There may be some confusion caused by ONF’s SD-RAN project as it is the third Open RAN consortium.  The O-RAN Alliance and TIP Open RAN project are working on open source hardware and open interfaces for disaggregated RAN equipment, like a 4G/5G combo base station.

In a brief video chat yesterday, Timon Sloane, VP of Ecosystem and Marketing for ONF told me that this new ONF SD-RAN project would be in close contact with the other two Open RAN consortiums and distinguished itself from them by producing OPEN SOURCE SOFTWARE for disaggregated RAN equipment—something he said the O-RAN Alliance and TIP Open RAN project were NOT doing.

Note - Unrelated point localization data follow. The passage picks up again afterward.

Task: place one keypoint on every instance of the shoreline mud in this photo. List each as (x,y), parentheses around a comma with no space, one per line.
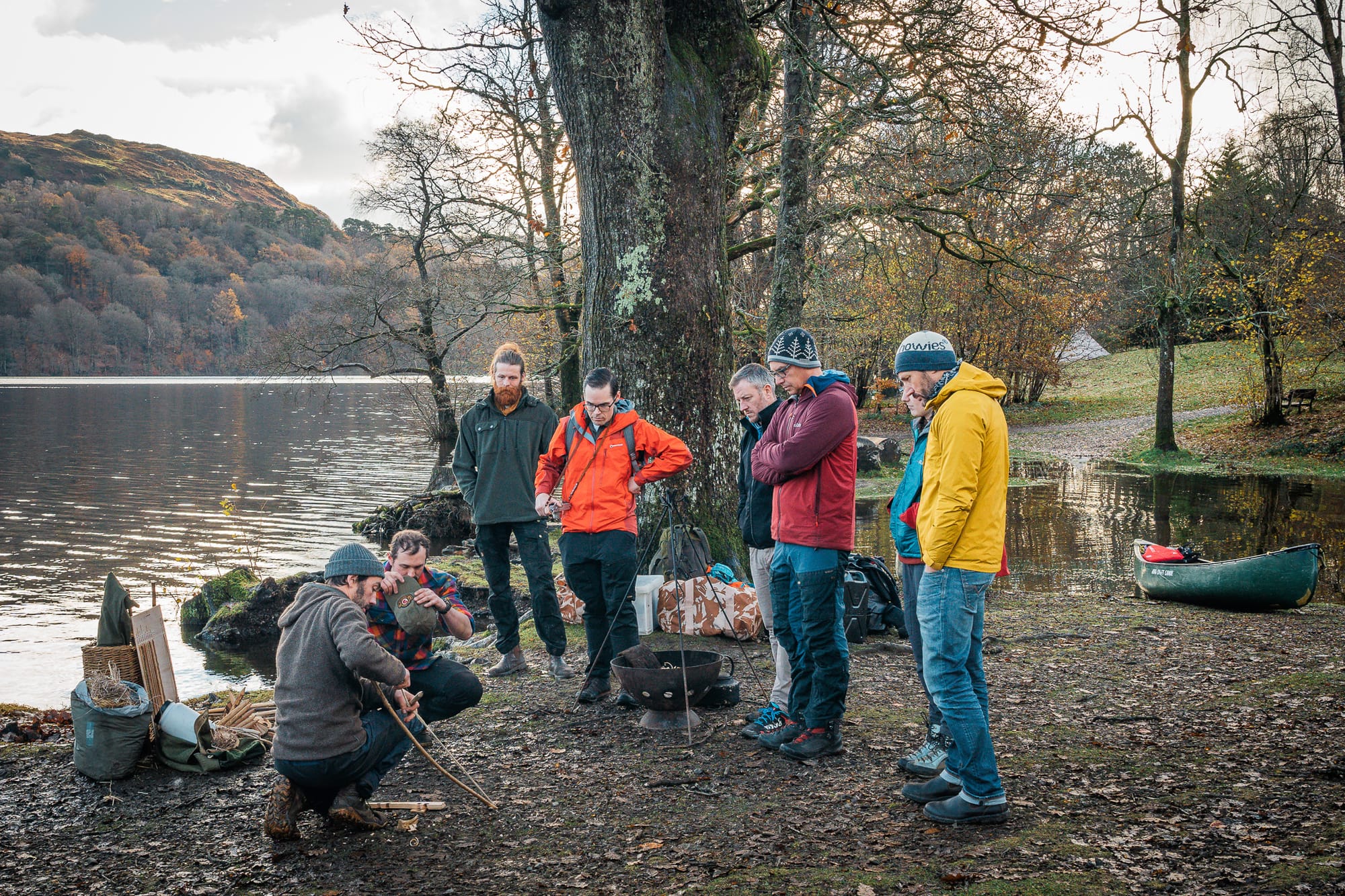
(1145,748)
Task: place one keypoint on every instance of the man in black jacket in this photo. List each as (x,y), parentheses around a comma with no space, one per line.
(498,444)
(754,389)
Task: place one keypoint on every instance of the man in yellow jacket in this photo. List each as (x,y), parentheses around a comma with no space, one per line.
(961,525)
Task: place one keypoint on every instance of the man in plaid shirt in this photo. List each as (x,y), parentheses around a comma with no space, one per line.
(449,686)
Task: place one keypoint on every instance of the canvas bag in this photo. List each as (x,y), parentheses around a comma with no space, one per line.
(415,619)
(110,740)
(740,618)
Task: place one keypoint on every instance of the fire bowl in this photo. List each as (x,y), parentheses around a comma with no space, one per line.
(660,690)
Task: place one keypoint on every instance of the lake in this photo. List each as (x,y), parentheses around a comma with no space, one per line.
(128,477)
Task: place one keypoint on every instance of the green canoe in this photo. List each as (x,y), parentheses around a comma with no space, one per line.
(1278,580)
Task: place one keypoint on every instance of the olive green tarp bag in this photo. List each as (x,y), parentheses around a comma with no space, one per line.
(110,740)
(204,756)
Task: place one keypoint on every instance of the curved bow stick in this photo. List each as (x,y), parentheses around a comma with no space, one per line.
(426,752)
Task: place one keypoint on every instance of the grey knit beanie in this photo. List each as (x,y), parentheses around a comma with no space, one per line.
(353,560)
(926,350)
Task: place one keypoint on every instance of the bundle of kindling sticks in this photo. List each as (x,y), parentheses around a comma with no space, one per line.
(241,717)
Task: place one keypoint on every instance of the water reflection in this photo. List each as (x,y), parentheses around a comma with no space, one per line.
(127,477)
(1071,533)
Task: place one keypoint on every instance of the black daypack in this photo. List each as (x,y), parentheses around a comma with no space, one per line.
(882,599)
(692,552)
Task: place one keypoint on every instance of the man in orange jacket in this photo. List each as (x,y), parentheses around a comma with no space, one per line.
(603,455)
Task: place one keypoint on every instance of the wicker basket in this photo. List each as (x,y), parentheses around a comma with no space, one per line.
(98,659)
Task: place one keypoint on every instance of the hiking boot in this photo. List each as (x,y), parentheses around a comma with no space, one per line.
(933,790)
(956,810)
(287,801)
(816,741)
(509,663)
(560,669)
(763,720)
(352,809)
(627,700)
(595,690)
(787,731)
(930,759)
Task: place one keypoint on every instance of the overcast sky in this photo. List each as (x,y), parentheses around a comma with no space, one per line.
(279,85)
(271,84)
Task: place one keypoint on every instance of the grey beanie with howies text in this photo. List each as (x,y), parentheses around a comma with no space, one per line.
(794,346)
(925,350)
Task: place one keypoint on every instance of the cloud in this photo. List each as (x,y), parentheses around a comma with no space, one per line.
(189,24)
(278,87)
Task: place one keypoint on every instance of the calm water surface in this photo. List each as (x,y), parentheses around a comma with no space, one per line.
(127,477)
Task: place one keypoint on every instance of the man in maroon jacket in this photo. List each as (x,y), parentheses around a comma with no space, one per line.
(809,455)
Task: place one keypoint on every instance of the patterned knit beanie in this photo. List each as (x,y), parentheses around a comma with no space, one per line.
(794,346)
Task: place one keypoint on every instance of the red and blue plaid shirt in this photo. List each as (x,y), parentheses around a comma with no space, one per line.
(415,653)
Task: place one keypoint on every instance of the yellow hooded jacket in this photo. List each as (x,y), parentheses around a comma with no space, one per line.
(966,481)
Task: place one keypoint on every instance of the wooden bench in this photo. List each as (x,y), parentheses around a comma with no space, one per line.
(1297,399)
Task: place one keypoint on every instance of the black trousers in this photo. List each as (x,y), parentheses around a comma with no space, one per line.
(449,689)
(601,571)
(535,551)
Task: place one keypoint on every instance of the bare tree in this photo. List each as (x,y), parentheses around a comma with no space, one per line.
(408,306)
(498,84)
(1192,42)
(652,93)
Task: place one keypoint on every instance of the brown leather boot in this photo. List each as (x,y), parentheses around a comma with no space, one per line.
(509,663)
(287,801)
(352,809)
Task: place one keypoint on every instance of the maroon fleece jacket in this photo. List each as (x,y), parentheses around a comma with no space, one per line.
(809,455)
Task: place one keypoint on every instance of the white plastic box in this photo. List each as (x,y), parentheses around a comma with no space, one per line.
(646,599)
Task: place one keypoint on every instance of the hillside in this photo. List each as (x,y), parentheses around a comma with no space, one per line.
(96,159)
(119,257)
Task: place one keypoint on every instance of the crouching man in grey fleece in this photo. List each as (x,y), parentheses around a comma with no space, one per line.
(334,740)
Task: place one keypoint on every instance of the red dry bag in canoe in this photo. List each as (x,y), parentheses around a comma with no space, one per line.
(1160,555)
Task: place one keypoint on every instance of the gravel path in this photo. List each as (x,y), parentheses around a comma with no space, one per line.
(1087,440)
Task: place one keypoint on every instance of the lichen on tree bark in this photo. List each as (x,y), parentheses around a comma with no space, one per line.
(652,92)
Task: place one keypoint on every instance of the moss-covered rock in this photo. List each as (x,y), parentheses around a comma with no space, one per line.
(443,516)
(252,618)
(217,592)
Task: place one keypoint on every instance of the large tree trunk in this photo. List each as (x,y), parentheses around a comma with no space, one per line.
(650,92)
(796,149)
(1334,49)
(1171,302)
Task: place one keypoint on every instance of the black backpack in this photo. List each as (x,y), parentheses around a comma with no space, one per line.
(874,599)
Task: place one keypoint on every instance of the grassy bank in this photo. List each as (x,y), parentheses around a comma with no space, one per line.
(1309,444)
(1144,748)
(1208,374)
(1126,385)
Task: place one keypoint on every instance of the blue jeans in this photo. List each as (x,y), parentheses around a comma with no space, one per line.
(385,744)
(808,592)
(911,575)
(953,615)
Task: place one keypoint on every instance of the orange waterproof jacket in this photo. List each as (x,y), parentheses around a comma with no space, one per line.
(598,470)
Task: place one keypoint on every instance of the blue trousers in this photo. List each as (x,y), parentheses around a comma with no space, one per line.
(911,575)
(809,602)
(385,744)
(953,618)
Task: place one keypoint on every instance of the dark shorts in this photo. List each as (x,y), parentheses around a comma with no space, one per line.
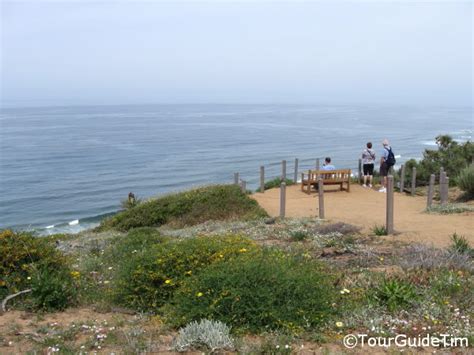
(384,169)
(368,169)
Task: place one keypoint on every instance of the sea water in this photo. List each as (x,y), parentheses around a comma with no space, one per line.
(62,169)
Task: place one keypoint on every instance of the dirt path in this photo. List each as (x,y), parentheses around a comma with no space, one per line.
(366,208)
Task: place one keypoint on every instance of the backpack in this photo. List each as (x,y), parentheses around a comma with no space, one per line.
(391,158)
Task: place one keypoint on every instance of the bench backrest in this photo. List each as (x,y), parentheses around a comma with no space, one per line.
(339,174)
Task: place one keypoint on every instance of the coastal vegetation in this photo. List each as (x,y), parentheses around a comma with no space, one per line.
(455,158)
(220,202)
(208,270)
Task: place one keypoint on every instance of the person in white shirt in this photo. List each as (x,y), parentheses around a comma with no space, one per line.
(327,164)
(368,159)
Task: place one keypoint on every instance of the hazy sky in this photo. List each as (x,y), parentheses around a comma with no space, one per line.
(84,52)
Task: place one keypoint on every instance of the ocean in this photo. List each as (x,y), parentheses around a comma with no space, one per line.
(62,169)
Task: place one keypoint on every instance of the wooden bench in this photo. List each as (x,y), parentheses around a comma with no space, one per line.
(329,177)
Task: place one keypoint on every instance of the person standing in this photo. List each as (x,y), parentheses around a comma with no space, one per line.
(368,160)
(327,164)
(387,160)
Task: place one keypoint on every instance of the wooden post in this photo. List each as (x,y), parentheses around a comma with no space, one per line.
(429,201)
(296,170)
(282,199)
(321,198)
(283,170)
(402,178)
(309,181)
(413,181)
(389,217)
(360,171)
(443,188)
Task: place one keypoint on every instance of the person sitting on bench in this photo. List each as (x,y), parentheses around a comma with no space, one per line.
(327,164)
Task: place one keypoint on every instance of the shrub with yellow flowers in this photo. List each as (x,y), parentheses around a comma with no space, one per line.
(148,278)
(261,291)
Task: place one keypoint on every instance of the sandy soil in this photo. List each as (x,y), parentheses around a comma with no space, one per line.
(365,207)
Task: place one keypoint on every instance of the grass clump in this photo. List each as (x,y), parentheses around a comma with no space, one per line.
(146,279)
(394,294)
(276,183)
(258,292)
(379,230)
(460,245)
(206,334)
(220,202)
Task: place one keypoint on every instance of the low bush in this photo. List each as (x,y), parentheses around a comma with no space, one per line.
(276,183)
(258,292)
(145,280)
(450,208)
(220,202)
(460,245)
(20,255)
(450,155)
(465,180)
(395,294)
(52,289)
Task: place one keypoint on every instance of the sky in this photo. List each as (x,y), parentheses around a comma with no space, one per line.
(308,52)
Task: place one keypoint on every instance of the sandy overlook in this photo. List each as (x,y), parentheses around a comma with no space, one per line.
(365,208)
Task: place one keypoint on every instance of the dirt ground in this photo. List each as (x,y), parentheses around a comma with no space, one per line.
(365,207)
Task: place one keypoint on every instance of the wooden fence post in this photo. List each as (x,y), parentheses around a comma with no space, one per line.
(389,217)
(296,170)
(413,181)
(282,199)
(321,198)
(443,190)
(309,178)
(429,201)
(402,178)
(283,170)
(360,171)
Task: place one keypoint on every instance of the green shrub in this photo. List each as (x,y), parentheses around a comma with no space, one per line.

That should go a long way in dispelling that confusion, but it nonetheless presents a challenge on how three consortiums can effectively work together to produce meaningful open source software code (ONF) and hardware (O-RAN Alliance and TIP) specifications with joint compliance testing to ensure multi-vendor interoperability.

Sloane told Matt Kapko of SDXCentral: “The operators really are pushing for separation of hardware and software and for enabling new innovations to come in in software without it being tightly coupled to the hardware that they purchase. And xApps are where the functionality of the RAN is to be housed, and so in order to do this in a meaningful way you have to be able to do meaningful functions in these xApps,” Sloane said.

However, no mention was made in the ONF press release of a liaison with either 3GPP or ITU-R WP5D which are producing the standards and specs for 5G and have already done so for 4G-LTE.  Neither of the aforementioned O-RAN consortiums have liaisons with those entities either.

There are other complications with Open RAN (independent of SD-RAN), such as U.S. government’s attempt to cripple Huawei and other China telecom equipment vendors, need for a parallel wireless infrastructure, legacy vs greenfield carriers.  These are addressed in Comment and Analysis section below.

µONOS-RIC:

Central to the project is the development of an open source near-real time RIC called µONOS-RIC (pronounced “micro-ONOS-RIC”).

µONOS is a microservices-based SDN controller created by the refactoring and enhancement of ONOS, the leading SDN controller for operators in production tier-1 networks worldwide. µONOS-RIC is built on µONOS, and hence features a cloud-native design supporting active-active clustering for scalability, performance and high availability along with the real-time capabilities needed for intelligent RAN control.

µONOS-RIC is designed to control an array of multi-vendor open RAN equipment consistent with the O-RAN ALLIANCE architecture. In particular, the O-RAN ALLIANCE E2 interface is used to interface between µONOS-RIC and vendor supplied RAN RU/DU/CU RAN components.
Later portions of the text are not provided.